Are We Nearing the End of the Subprime Follies?

Posted on March 26, 2008
Filed Under Economy, Mortgage Smarts |


About a year ago, I started writing about what I saw to be looming problems in the mortgage industry. Check out my related posts on The Real Problem With Subprime Loans and this mortgage come-on in  Mortgage Madness – Homebuyers Beware.

Within a few short months, things really started downhill and had tanked pretty well by the end of 2007. You can read more at imploded mortgage lenders where they track all the lenders that have folded since late 2006. So far, were at 246 – and counting.
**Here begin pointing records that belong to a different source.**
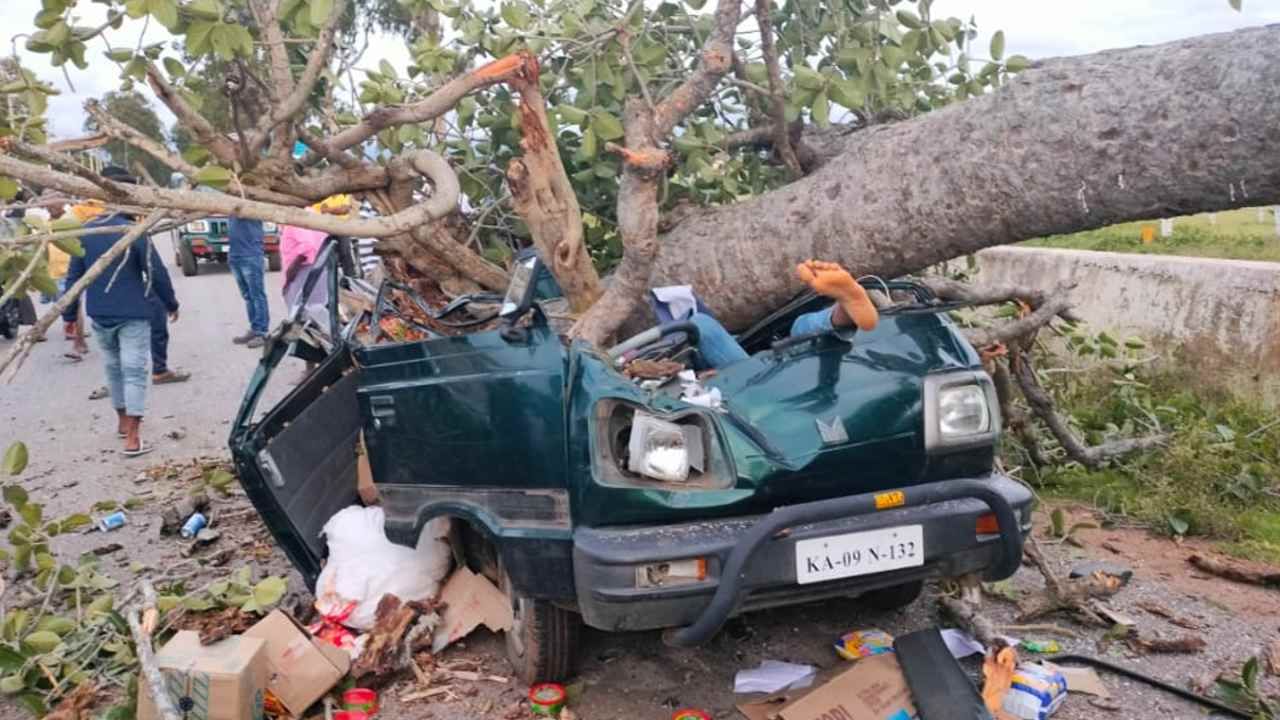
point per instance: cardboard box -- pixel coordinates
(225, 680)
(301, 669)
(873, 688)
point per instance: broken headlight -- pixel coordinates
(960, 410)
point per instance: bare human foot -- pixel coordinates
(835, 282)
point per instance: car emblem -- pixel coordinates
(832, 432)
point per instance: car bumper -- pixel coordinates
(752, 561)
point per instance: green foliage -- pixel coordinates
(1214, 478)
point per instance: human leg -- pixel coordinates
(716, 345)
(159, 338)
(135, 343)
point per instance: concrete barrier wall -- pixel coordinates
(1219, 317)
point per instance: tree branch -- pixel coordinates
(219, 145)
(1075, 449)
(13, 361)
(118, 130)
(777, 103)
(443, 199)
(293, 101)
(432, 106)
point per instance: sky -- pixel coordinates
(1037, 28)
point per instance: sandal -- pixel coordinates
(141, 450)
(170, 377)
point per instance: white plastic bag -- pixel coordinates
(364, 565)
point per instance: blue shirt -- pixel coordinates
(141, 281)
(246, 237)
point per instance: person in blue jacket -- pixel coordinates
(120, 306)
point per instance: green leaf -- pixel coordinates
(205, 9)
(12, 684)
(41, 641)
(319, 12)
(516, 16)
(174, 68)
(76, 522)
(821, 109)
(1016, 63)
(165, 12)
(71, 246)
(997, 45)
(14, 463)
(809, 78)
(571, 114)
(269, 591)
(606, 126)
(10, 660)
(910, 19)
(214, 176)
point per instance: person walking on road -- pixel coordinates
(119, 306)
(248, 264)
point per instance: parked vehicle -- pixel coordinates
(839, 465)
(208, 240)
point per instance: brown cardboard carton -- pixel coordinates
(225, 680)
(873, 688)
(300, 668)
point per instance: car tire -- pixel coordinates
(187, 260)
(894, 597)
(542, 645)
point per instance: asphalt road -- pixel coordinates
(72, 438)
(74, 463)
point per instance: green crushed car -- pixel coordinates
(839, 465)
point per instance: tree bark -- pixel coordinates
(1072, 144)
(545, 200)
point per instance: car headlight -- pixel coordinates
(963, 411)
(960, 410)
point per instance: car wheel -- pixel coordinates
(892, 597)
(542, 645)
(187, 259)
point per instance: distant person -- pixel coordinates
(119, 305)
(248, 264)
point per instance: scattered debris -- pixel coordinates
(1089, 568)
(864, 643)
(469, 601)
(773, 677)
(1161, 611)
(301, 669)
(1235, 572)
(77, 703)
(229, 675)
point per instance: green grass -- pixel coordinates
(1237, 235)
(1215, 478)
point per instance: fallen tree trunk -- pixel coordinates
(1069, 145)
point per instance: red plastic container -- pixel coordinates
(362, 700)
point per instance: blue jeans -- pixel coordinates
(126, 349)
(720, 350)
(159, 337)
(250, 278)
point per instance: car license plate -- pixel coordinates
(859, 554)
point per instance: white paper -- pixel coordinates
(960, 643)
(772, 677)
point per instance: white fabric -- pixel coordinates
(364, 565)
(679, 299)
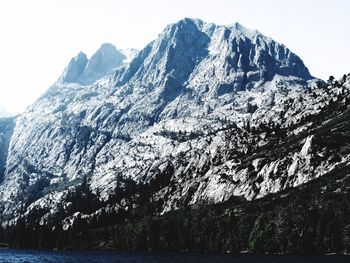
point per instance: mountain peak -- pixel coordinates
(86, 71)
(235, 58)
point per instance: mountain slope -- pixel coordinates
(201, 114)
(86, 71)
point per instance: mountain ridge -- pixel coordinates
(194, 118)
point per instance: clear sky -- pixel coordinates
(38, 37)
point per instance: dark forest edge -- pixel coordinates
(310, 219)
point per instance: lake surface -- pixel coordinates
(38, 256)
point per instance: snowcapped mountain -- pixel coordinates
(201, 114)
(86, 71)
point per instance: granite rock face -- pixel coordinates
(193, 115)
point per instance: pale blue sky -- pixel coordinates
(38, 37)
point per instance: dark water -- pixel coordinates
(35, 256)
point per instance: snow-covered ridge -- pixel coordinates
(189, 108)
(86, 71)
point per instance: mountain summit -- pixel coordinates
(203, 114)
(84, 71)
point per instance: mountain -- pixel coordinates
(202, 115)
(86, 71)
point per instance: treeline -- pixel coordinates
(311, 219)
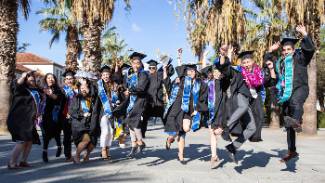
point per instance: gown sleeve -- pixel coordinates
(203, 102)
(141, 87)
(307, 51)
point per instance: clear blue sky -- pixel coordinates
(149, 26)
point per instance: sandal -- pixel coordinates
(24, 164)
(12, 167)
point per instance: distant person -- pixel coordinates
(51, 124)
(84, 112)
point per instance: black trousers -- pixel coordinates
(294, 108)
(157, 111)
(67, 138)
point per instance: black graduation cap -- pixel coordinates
(289, 40)
(246, 54)
(152, 63)
(125, 66)
(105, 68)
(191, 66)
(68, 73)
(137, 54)
(206, 70)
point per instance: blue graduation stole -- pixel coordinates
(211, 99)
(104, 98)
(186, 93)
(68, 91)
(284, 92)
(37, 99)
(132, 83)
(197, 117)
(84, 106)
(172, 98)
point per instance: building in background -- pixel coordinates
(40, 64)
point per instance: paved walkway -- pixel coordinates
(259, 162)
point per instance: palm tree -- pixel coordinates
(212, 22)
(311, 14)
(263, 29)
(58, 21)
(8, 48)
(112, 47)
(93, 16)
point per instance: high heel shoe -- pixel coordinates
(12, 167)
(169, 142)
(214, 162)
(44, 157)
(181, 159)
(132, 152)
(141, 147)
(58, 151)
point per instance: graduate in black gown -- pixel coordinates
(233, 105)
(187, 101)
(214, 94)
(22, 119)
(253, 76)
(158, 79)
(292, 83)
(136, 82)
(84, 112)
(70, 90)
(51, 124)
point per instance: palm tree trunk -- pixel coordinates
(8, 37)
(91, 47)
(73, 47)
(310, 113)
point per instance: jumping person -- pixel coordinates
(292, 83)
(137, 83)
(158, 79)
(188, 99)
(70, 91)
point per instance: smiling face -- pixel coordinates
(287, 49)
(50, 80)
(106, 76)
(31, 81)
(69, 80)
(247, 63)
(136, 64)
(152, 69)
(84, 89)
(191, 73)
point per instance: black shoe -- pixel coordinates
(58, 151)
(232, 153)
(133, 152)
(182, 161)
(45, 158)
(291, 122)
(141, 147)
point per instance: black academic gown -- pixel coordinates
(175, 115)
(22, 115)
(84, 125)
(227, 90)
(51, 128)
(133, 118)
(294, 106)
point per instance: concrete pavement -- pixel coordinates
(259, 162)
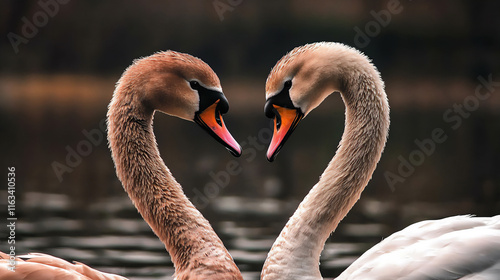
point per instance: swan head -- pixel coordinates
(299, 82)
(184, 86)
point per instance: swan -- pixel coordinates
(461, 247)
(184, 86)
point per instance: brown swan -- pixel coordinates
(183, 86)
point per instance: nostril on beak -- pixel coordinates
(269, 110)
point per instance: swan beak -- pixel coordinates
(211, 120)
(285, 121)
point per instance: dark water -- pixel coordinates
(109, 235)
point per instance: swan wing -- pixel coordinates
(460, 247)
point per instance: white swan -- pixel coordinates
(460, 247)
(180, 85)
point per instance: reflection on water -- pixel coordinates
(112, 237)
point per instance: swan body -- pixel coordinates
(297, 84)
(42, 267)
(180, 85)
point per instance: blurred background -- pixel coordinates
(61, 59)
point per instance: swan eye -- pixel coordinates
(194, 85)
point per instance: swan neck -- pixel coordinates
(188, 237)
(366, 125)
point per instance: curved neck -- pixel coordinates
(192, 243)
(366, 125)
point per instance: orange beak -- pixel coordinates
(285, 121)
(211, 120)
Are we at the bottom? Probably not, but getting close. There’s certainly more trouble on the horizon. We just won’t know for sure until after it happens because all one can do is guess how many folks will actually default.

Okay, that’s not entirely true. We can probably assume most all of the subprime adjustable rate mortgages waiting to reset to higher rates, will end up in default because as the feeding frenzy was reaching it’s peak, the business being written made less and less fiscal sense.
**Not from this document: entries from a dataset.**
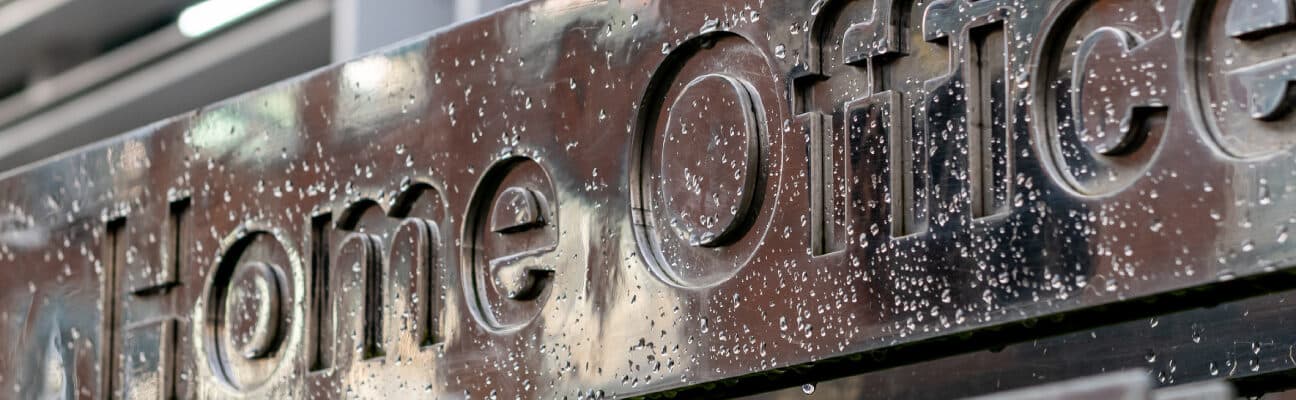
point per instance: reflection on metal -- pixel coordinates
(605, 200)
(1117, 386)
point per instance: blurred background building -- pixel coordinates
(77, 71)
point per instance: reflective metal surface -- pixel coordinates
(604, 200)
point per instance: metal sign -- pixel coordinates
(616, 198)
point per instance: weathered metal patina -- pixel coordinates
(585, 200)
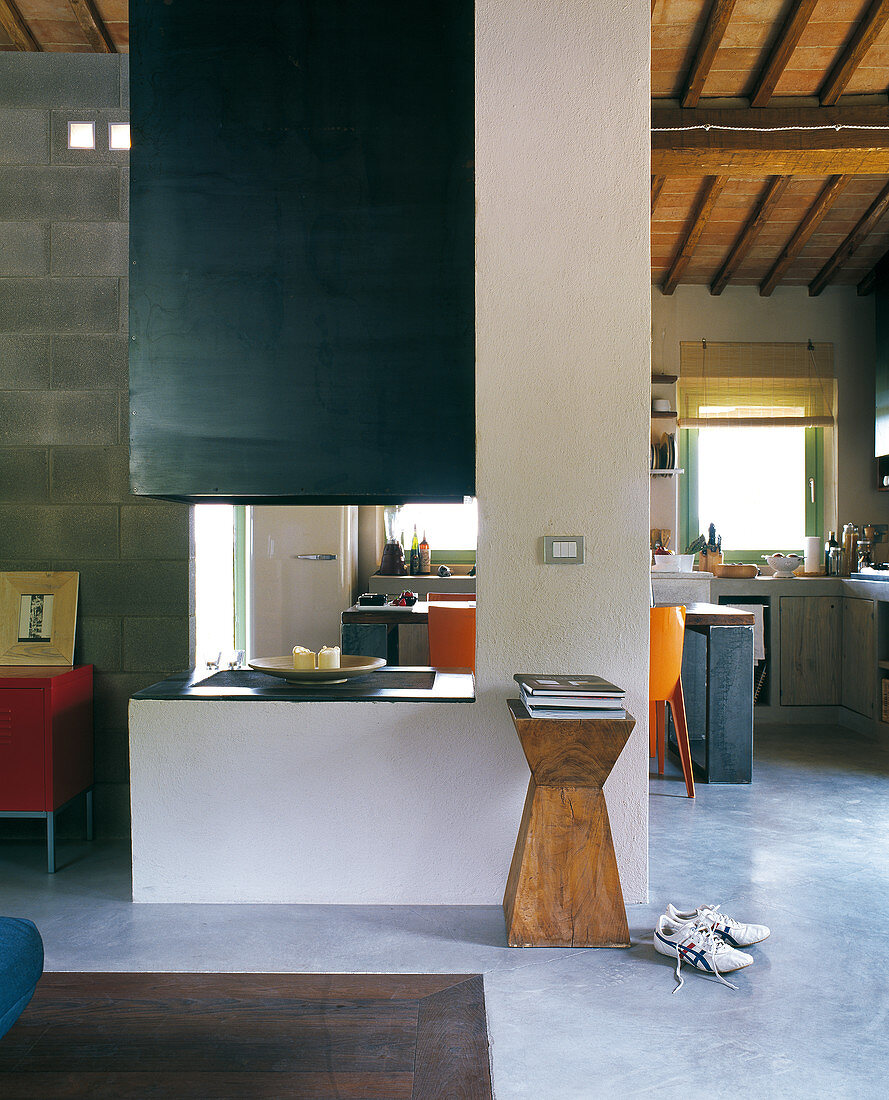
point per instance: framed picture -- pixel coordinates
(37, 613)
According to this recent article, we should see ARM resets peak during the next couple months.

Nationwide, 1.5 million subprime adjustable-rate mortgages will reset to higher interest rates this year - with May and June being peak months, said Rick Sharga, a spokesman for Realty Trac, an online marketer of foreclosure properties.
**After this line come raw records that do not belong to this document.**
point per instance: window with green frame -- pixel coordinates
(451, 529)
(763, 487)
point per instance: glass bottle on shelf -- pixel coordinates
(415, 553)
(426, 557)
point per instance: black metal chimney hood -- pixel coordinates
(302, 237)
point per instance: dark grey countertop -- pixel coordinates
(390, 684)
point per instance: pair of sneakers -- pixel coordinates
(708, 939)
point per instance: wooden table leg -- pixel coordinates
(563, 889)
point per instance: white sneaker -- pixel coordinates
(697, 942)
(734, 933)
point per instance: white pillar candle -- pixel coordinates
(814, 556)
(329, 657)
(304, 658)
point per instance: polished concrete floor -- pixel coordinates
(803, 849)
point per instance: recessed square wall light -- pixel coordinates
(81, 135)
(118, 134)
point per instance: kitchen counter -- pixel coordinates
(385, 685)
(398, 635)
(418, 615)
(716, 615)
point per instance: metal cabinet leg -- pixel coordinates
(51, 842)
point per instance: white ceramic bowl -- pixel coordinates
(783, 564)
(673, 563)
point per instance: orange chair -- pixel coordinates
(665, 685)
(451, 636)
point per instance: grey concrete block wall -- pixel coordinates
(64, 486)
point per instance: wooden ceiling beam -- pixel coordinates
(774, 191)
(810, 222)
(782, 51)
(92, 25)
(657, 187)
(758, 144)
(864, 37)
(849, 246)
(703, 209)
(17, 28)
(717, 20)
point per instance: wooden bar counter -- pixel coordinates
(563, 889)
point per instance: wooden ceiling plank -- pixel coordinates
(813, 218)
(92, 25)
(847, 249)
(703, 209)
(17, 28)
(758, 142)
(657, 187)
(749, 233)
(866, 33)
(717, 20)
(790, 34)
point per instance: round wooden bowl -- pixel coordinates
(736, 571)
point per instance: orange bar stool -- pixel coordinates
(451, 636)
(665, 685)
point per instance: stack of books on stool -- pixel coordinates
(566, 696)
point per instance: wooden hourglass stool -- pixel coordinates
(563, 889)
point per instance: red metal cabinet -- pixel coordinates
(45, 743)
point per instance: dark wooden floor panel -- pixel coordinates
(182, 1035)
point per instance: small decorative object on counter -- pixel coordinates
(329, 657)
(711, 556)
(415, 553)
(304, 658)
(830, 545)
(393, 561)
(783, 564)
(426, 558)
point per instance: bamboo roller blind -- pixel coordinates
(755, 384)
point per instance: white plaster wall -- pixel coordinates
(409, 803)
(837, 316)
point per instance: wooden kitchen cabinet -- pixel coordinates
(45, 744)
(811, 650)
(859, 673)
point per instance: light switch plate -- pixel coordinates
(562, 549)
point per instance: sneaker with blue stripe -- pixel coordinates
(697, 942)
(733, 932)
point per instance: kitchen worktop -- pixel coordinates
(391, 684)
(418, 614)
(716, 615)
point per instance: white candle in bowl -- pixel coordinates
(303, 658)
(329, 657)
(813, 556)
Many of those borrowers are vulnerable to foreclosure either because their monthly payments will become unaffordable when the rate changes, or they already are having trouble making their payments.

Foreclosure filings typically are issued after a borrower has been in default for 90 days. Those borrowers then usually lose their home within three to four months if they can’t work out a deal with the lender or find a way to pay what they owe. Translation: Those whose loans reset in May and June could be in the foreclosure process by September and lose their home by the end of the year or early in 2009, Sharga said.

Not sure I entirely agree with this being the peak. It may be, but based on the most common reset periods of 2 and 3 years, I would give it until Spring of 2009 before saying we’re past the worst. It certainly won’t be over, but having seen the worst, the remainder could be more accurately estimated.

Why is this important? Because this isn’t just about people losing their homes…. Since those mortgages were bundled up into securities and traded on the open market, there’s a lot of mortgage backed paper out there that no one quite knows how to value. That has contributed to the current credit and liquidity problems.

Right now, it’s all being treated as junk, and much probably is. The write-downs have been huge and the impact to large investment banks catastrophic. Note Bear Sterns, who went from being one of the biggest players in subprime, to near-bankruptcy.

Had it not been for JP Morgan, with the backing of the Fed, buying them up at a fire-sale price, Bear would now be history. But as I said earlier, all that paper isn’t junk, and at pennies on the dollar, JP got a killer deal – especially with the Fed taking on the lions share of the subprime risk.

It’s hard to feel sorry for Bear Sterns though. At the heyday, they made a killing with some top traders pulling in 8 to 12 million in salary. But that’s just the top. The folks I do feel for are the other 14,000 or so employees that not only lost their job, but a substantial portion of their retirement that was invested in company 401k’s holding Bear stock.